Hello~ this blog is still not forgotten!

WOW! we are reaching the end of 2010! the last time i blogged was 31 May.

Crazy fast, this year... anyway every year just feels faster and faster!

how come I'm still the same old me? I was thinking about the achievement I had this year... then I thought there seems to be nothing worth mentioning.

I dream of huge radical changes! but that's just a dream if there's no actions to follow on..

ONE BIG answer i must have is....

WHAT DO I WANT TO DO?

There's no point thinking about what I DON'T want because there's just going no way as well.

Been in engineering and I feel this is not me.

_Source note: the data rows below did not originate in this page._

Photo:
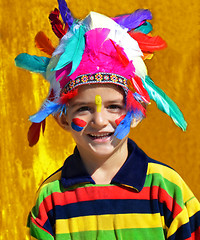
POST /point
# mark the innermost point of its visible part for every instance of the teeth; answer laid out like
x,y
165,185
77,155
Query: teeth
x,y
100,135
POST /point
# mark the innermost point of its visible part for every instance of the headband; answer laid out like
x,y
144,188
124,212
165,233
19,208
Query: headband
x,y
98,49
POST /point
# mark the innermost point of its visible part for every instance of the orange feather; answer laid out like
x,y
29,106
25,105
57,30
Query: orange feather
x,y
44,43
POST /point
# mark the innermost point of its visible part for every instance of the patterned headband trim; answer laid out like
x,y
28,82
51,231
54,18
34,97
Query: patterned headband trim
x,y
96,78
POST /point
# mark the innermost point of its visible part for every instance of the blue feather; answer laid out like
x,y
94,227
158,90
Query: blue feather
x,y
144,28
47,108
65,13
124,127
32,63
73,51
164,103
133,20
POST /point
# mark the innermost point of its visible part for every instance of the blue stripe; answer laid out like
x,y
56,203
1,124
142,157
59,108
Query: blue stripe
x,y
185,230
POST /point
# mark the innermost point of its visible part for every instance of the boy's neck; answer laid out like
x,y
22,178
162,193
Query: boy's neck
x,y
102,169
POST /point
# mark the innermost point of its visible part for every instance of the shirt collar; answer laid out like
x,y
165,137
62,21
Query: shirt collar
x,y
131,174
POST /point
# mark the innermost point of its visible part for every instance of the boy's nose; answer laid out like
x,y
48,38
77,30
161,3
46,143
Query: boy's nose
x,y
99,119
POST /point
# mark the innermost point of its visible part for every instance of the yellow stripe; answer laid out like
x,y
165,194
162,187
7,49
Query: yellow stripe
x,y
172,176
109,222
193,206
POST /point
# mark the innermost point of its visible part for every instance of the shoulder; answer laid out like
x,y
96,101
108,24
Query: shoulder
x,y
167,179
50,185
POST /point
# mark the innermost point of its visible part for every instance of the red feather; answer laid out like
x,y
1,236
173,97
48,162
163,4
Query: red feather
x,y
34,132
133,105
148,43
122,56
44,43
138,86
56,24
67,96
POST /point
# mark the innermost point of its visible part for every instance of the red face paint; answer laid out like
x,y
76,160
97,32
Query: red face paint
x,y
78,124
118,120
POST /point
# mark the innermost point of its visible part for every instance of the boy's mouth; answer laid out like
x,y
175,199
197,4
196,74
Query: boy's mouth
x,y
102,136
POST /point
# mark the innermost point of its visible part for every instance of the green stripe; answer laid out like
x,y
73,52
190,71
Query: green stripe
x,y
156,179
122,234
38,233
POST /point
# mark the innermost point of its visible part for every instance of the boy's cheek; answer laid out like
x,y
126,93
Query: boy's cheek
x,y
118,120
78,124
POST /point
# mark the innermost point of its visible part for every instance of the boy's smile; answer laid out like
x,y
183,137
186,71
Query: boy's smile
x,y
97,136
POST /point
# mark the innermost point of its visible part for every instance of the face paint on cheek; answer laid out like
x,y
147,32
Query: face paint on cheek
x,y
118,120
98,102
78,124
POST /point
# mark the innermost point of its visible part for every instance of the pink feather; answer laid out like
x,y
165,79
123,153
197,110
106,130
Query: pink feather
x,y
133,105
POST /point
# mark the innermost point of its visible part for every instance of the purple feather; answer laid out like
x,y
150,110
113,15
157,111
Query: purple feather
x,y
133,20
65,13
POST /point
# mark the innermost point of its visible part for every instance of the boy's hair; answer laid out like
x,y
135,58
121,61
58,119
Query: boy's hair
x,y
98,49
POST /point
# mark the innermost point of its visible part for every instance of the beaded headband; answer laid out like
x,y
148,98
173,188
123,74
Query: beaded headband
x,y
96,78
98,49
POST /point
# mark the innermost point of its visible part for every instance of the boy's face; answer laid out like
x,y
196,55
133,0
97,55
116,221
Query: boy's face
x,y
91,117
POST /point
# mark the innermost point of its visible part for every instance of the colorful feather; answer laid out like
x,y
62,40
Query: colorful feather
x,y
32,63
47,108
65,97
44,43
56,24
133,20
73,50
34,132
164,103
138,86
148,43
145,28
134,106
65,13
124,127
122,56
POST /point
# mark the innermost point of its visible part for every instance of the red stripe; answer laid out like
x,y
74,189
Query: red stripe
x,y
195,235
108,192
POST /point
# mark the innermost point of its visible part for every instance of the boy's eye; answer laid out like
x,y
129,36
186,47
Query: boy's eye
x,y
83,109
115,106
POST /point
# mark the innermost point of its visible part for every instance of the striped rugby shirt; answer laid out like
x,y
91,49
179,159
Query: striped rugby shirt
x,y
146,200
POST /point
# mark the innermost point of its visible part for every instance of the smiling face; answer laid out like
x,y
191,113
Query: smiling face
x,y
97,135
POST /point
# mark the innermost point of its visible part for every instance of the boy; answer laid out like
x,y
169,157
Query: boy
x,y
109,188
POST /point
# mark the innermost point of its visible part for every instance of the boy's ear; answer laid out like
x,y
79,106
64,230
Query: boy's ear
x,y
61,119
135,122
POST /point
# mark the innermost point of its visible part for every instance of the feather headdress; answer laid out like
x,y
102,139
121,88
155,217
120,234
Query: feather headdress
x,y
98,49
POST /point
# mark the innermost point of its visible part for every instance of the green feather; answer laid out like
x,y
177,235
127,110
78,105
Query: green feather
x,y
32,63
164,103
74,50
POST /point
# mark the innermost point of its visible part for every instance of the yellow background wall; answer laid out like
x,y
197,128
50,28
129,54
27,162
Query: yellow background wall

It has been a mistake since.....eh... uni? jc?

but it's okay, at that point of time of my late teens, that's the best decision I could make!

Can I get pass everyday like that? Going to work, hopes the day end soon and get home and feeling what am I doing or what have i accomplished and go to bed.

kinda sad, and that's definitely NOT what i wanted with my life!

人生短短几十年。。。what am I going to leave behind and what will I be able to create?

I'm still searching for the answer.

But I believe.... that I will feel passion in life again.

mum has a different idea, in her opinion, everything is good, be happy that there's a job and there are ppl around me who are willing to lend a helping hand when I'm in need.. I should be contented with my life.

Seriously, I understand how she has this mentality... and I agree that it's not a bad life.

But something is missing!

parents are looking at your life with thru their life experiences of what they lack while they were younger...

BUT this is my life. My life is not to fulfill your ideal..

of cos, I do take my parents' words for serious consideration~ I'm still quite a good daughter okay..

okay, I shall continue to seek! and I will find it, god will help me find it.

for now, i shall go to bed and reeessst and get well for the Bully Gang Count down party!!

I got 2 days of MC for my bad throat... :S

FAREWELL 2010.

一寸光阴,一寸金,
寸金难买寸光阴。

we all learnt this in pri sch chinese class right? i forgot the rest of the verse!
Point is, once time is gone, it's gone.